Tuesday, May 8, 2012

When Doors Close.... (AZ)

For several years, I explored whether working towards justice outside of a faith community could fulfill my calling to help create communities pushing for change. While working as an English teacher in Japan, I founded a non-profit that developed and taught cultural awareness classes and raised funds for local relief groups in the Democratic Republic of Congo. After Japan, I lived with Burmese refugees and helped them improve their English so that they could appeal to the United Nations and non-governmental organizations for aid. Upon returning to the U.S., I worked to protect access to health care and served as a grassroots organizer, but something in this work made me feel that I was serving others instead of building a community of which I was a part. I felt like these paths were closing to me. I felt empty and disconnected.


The Quaker author Parker Palmer helped me through this crisis with his book, Let Your Life Speak. He wrote about his own unclear professional transition and internal stalemate:

After a few months of deepening frustration, I took my troubles to an older Quaker woman well known for her thoughtfulness and candor. “Ruth,” I said, “people keep telling me that‘way will open.’ Well, I sit in silence, I pray, I listen for my calling, but way is not opening. I’ve been trying to find my vocation for a long time, and I still don’t have the foggiest idea of what I’m meant to do. Way may open for other people, but it’s sure not opening for me.”

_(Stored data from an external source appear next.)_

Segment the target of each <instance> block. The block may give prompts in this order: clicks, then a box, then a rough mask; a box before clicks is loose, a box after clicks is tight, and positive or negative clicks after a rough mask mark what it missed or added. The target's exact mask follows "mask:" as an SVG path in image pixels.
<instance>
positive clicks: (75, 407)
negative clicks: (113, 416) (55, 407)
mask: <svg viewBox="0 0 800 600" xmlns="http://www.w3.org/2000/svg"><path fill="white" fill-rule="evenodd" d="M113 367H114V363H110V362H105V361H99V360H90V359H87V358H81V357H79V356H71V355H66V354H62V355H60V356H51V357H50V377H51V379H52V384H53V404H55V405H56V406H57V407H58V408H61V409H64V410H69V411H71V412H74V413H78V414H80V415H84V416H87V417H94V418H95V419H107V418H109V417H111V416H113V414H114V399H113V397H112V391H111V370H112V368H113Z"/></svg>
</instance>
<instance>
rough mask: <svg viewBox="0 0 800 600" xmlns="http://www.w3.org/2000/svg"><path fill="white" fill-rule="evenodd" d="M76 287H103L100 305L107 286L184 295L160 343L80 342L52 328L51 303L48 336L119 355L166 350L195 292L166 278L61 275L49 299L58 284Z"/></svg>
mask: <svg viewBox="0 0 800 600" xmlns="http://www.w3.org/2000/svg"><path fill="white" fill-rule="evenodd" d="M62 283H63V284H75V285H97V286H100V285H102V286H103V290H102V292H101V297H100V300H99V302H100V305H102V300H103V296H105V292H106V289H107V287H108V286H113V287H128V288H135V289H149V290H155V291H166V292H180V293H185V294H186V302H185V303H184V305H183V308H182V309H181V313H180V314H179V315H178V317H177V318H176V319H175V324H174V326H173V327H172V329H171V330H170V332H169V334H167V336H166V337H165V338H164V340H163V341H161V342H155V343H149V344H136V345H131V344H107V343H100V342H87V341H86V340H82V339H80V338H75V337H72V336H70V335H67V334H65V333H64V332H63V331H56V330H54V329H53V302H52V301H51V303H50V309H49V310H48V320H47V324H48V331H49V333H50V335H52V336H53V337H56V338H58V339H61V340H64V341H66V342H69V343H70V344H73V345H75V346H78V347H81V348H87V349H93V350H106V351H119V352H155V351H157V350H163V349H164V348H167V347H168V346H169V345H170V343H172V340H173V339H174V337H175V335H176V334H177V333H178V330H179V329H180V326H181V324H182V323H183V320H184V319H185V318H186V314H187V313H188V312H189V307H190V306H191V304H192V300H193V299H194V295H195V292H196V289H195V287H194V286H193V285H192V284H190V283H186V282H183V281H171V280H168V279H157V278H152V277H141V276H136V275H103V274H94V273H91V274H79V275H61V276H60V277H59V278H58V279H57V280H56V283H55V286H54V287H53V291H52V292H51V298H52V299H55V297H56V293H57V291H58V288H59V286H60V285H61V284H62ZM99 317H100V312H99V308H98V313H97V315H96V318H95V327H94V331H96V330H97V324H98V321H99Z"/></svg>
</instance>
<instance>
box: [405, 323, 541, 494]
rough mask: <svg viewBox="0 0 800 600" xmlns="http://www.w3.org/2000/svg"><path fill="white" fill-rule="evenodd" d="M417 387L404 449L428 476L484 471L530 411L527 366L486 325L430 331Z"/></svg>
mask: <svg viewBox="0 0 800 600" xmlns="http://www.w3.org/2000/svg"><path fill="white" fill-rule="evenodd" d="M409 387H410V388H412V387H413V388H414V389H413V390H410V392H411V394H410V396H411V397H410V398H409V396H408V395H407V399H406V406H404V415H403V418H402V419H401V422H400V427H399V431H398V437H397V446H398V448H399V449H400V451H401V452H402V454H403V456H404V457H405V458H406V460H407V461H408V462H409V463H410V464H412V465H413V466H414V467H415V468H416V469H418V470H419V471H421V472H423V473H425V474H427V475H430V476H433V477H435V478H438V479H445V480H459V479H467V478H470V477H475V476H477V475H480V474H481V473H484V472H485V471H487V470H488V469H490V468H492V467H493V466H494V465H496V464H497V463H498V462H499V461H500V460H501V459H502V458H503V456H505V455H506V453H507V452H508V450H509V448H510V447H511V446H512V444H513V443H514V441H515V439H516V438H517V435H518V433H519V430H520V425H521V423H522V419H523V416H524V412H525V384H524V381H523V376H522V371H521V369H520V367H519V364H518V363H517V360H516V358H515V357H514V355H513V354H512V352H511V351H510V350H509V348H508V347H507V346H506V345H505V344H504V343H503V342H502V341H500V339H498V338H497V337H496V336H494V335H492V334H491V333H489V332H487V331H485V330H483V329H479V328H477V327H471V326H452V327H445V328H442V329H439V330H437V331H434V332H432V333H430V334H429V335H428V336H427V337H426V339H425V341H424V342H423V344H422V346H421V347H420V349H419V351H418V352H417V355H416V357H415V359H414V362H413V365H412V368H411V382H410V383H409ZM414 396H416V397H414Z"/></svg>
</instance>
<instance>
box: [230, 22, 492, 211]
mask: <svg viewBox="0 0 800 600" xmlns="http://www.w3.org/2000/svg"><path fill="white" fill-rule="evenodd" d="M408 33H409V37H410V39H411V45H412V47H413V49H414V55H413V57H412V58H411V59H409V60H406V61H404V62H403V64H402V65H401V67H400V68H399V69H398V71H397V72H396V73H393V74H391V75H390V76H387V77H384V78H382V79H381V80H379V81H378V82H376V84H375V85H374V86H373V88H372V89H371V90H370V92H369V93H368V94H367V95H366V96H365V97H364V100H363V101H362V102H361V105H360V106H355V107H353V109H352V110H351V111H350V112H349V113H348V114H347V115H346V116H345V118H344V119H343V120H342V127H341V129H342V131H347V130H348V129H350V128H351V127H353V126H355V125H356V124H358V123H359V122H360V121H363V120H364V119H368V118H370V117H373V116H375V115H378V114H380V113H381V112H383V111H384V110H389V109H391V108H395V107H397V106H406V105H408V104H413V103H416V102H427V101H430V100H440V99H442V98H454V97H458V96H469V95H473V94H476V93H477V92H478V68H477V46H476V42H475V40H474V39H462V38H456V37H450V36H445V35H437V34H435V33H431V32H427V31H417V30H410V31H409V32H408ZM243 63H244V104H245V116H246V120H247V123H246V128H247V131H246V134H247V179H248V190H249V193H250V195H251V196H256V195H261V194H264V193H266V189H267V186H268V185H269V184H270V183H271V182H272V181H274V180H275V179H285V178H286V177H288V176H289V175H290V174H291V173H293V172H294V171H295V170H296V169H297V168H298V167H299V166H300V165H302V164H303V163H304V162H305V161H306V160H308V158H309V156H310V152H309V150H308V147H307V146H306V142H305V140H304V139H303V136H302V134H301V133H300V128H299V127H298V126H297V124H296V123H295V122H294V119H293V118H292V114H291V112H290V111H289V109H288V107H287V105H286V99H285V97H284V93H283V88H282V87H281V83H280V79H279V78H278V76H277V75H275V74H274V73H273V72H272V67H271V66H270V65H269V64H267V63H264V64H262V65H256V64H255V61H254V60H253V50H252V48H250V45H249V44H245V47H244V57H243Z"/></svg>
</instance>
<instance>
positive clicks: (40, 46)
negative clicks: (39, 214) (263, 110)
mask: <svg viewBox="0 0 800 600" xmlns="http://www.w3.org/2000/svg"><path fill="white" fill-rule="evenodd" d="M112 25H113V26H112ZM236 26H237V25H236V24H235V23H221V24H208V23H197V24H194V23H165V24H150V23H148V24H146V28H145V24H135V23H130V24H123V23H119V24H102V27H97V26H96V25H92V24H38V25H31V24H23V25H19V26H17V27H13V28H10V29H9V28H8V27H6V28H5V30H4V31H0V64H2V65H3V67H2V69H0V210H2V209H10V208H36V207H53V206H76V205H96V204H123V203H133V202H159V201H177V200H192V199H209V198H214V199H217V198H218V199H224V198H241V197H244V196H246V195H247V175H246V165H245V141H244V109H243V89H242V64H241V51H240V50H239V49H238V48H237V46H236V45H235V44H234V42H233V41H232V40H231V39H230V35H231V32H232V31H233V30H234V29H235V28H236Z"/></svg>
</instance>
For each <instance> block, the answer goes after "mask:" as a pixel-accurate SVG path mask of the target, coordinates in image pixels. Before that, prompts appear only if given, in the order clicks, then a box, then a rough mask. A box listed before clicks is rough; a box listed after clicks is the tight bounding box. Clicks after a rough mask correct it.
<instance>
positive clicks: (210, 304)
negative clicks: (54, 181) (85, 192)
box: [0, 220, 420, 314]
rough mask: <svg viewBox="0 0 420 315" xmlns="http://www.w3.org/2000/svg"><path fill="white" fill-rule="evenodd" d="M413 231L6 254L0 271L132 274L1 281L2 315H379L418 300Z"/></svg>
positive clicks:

Ruth’s reply was a model of Quaker plain-speaking. “I’m a birthright friend,” she said somberly, “and in sixty-plus years of living, way has never opened in front of me.” She paused, and I started sinking into despair. Was this wise woman telling me that the Quaker concept of God’s guidance was a hoax?

Then she spoke again, this time with a grin. “But a lot of way has closed behind me, and that’s had the same guiding effect.”

I laughed with her, laughed long and long, the kind of laughter that comes when a simple truth exposes your heart for the needlessly neurotic mess it has become. (p. 38-39)

As Ruth taught me, there is as much guidance in way that closes behind us as there is in way that opens ahead of us. … All we need to do is stop pounding on the door that just closed, turn around – which puts the door behind us – and welcome the largeness of life that now lies open to our souls. (p. 54-55)

While the doors of the advocacy world were “closing” for me, I noticed that I loved being at All Souls Church, Unitarian, and that my face would light up whenever I spoke about it. I was drawn to the multiple ways in which I could serve and be present with this community. I accepted a calling to ministry that I had previously silenced. My ministry asked me to foster congregational community because in addition to my passion for social justice, I wanted to address personal and spiritual issues. I saw that once people found healing and support within a congregation, they had the means and developed a desire to go out and transform the world. Vibrant, engaged Unitarian Universalist communities are the bedrock of the social justice work that we perform as part of our collective ministry. They are places of healing, hope, and justice-making. They are the place I call home.